The company, which is presenting today at TechCrunch’s Startup Battlefield in San Francisco, was founded by a team with plenty of experience in finance, tech and AI.
CEO Steven Glinert has held management and AI roles at fintech startups, CTO Rob Donnelly is studying the intersection of machine learning and economics as a Ph.D. candidate at Stanford and VP of Engineering Ben Zax has worked at both Facebook and Google.
Glinert told me that when factory owners are making production decisions, they’re usually relying on “dumb software” to decide which machines should be used when, which can result in machines being deployed at the wrong time or in the wrong sequence, or sitting idle when they shouldn’t be. As a result, he said that scheduling errors account for 45 percent of late manufacturing orders.
So Kinta AI tries to solve this problem with artificial intelligence, specifically reinforcement learning. Glinert said the company will run “millions and millions of factory simulations,” where the system gains “a statistical understanding of how your factory works and learning what actions you do to get what result” — and it can then use those simulations to choose the best schedule.

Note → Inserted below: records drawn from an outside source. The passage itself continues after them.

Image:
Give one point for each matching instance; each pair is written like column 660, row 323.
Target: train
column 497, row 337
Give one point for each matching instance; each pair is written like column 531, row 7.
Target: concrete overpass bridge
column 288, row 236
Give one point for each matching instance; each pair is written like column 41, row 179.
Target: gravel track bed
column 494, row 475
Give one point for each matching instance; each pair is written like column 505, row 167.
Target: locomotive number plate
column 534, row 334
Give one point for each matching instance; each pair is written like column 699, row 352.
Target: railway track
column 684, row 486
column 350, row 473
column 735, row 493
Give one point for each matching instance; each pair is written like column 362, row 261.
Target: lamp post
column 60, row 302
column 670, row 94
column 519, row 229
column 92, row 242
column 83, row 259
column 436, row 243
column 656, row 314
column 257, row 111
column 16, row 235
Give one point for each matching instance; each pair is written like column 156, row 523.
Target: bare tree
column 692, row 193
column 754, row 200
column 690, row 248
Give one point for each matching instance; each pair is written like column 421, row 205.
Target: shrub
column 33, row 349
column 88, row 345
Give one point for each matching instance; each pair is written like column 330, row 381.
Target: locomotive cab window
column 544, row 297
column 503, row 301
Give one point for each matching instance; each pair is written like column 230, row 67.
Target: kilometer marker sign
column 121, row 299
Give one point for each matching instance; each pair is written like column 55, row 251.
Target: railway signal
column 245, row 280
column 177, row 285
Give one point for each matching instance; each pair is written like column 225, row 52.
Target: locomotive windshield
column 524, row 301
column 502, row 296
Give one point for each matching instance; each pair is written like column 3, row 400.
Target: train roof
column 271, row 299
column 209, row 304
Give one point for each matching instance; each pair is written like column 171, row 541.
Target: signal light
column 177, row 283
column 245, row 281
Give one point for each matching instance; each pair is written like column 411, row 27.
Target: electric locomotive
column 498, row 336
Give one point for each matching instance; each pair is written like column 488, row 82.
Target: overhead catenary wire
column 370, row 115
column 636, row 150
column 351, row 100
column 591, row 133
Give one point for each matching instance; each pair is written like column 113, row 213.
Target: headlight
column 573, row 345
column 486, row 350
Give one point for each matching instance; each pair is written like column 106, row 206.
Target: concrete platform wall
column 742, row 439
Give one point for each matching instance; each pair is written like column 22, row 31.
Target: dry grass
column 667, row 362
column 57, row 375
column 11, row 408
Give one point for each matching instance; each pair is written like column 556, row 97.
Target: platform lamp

“We run through, not every possible scenario, but we try to go through some of those,” he said.
Glinert added that Kinta AI works with its customers to understand the nuances of each factory. He also compared the technology to Google’s AlphaGo AI and OpenAI’s Dota 2 neural networks — except that instead of using AI to play Go or Dota 2, Gilnert said Kinta AI is utilizing it “to do these detailed production planning decisions that are being made on the factory floor.”
“Not all factories are that dissimilar from each other,” he said — similar to how “if you learned how to play Go, you can easily teach that neural net how to play chess or other game of that type.”
And Kinta AI already has some customers, including chemical manufacturer BASF and a medical device manufacturer.
Ultimately, Glinert said Kinta AI could become a crucial part of the manufacturing process. He predicted that “in the factory of the future, there will be fewer people and more automation, with a vast environment of Internet of Things devices.”
In that environment, he wants Kinta AI to be “the manufacturer execution system.”